Это тело под ним — как бы Дон, но как бы и нет, потому что Дон ведь никогда таким не был — отчаянно страстным, безбашенным, прямо распутным. Поэтому у Дэвида немного сбивается восприятие, как будто бы это отчасти не Дон, снова не Дон, снова просто мужчина, похожий на Дона, как это слишком уж часто бывало в первые годы… после всего. А потом этот мужчина говорит что-то ужасно глупое и смеётся — и это его голос, его глаза — и Дэвид понимает: нет, это всё-таки Дон. Это действительно Дон.
Висок и затылок простреливает боль. В штанах очень неуютно — отлично, ещё и обкончался вчера. Он прижимает пальцы к своим губам — распухшим, исцелованным, исцарапанным щетиной губам — и чувствует, что его вот-вот может стошнить. Он закрывает глаза, пытаясь побороть головокружение, и аккуратно поднимается с дивана. С Дональда. Осторожно приоткрыв веки, замечает на его светлых летних брюках такое же подсохшее пятно, как на своих — и вспоминает, что да, Дон вчера тоже кончил от этого. Ну, пиздец.

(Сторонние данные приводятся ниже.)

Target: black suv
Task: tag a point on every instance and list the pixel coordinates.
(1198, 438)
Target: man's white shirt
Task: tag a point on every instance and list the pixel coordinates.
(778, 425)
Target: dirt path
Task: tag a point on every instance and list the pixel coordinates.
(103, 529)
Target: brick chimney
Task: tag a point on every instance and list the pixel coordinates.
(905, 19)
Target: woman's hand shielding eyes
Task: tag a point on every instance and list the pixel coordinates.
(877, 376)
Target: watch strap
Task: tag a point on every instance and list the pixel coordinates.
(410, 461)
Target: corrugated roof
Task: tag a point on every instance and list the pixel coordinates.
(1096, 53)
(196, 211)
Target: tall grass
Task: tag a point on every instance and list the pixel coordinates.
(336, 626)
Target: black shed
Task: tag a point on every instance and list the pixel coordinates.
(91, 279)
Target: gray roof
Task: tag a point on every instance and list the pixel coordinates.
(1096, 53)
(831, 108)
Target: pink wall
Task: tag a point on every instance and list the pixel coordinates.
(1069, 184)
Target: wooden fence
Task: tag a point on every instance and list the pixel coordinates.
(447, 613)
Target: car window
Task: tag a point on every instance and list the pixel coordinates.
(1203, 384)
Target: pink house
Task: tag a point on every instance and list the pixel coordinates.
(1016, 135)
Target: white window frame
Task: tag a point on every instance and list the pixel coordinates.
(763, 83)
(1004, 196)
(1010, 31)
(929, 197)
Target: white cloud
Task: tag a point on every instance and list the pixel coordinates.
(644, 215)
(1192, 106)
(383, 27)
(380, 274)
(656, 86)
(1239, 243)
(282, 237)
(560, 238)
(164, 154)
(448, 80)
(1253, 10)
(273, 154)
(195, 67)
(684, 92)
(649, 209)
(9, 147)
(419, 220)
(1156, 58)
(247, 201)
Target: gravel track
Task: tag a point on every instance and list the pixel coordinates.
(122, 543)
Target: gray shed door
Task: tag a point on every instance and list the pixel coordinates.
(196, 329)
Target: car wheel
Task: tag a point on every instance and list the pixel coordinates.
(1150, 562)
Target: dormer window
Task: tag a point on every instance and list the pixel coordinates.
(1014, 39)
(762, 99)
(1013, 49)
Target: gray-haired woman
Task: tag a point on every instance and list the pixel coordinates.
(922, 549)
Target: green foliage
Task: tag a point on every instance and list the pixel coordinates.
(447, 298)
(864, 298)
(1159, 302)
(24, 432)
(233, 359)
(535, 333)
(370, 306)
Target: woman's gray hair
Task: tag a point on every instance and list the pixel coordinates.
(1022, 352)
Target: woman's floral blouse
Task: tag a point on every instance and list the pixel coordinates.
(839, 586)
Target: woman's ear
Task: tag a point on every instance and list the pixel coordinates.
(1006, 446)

Сильные руки Дона, его горячие широкие ладони шарят по телу Дэвида, сжимают ягодицы, забираются под рубашку. И в замутнённом алкоголем мозгу Познера не возникает ни единой мысли о том, что надо бы остановиться. Мелькает лишь идея, что неплохо было бы хотя бы расстегнуть на них брюки — но шевелить руками так лень, а тереться о него сейчас так хорошо, что Познер так ничего и не предпринимает. С громким стоном он кончает вслед за Дональдом, прижимается лицом к его шее, вдыхает его тёплый — заметно изменившийся за эти годы — запах и проваливается в сон.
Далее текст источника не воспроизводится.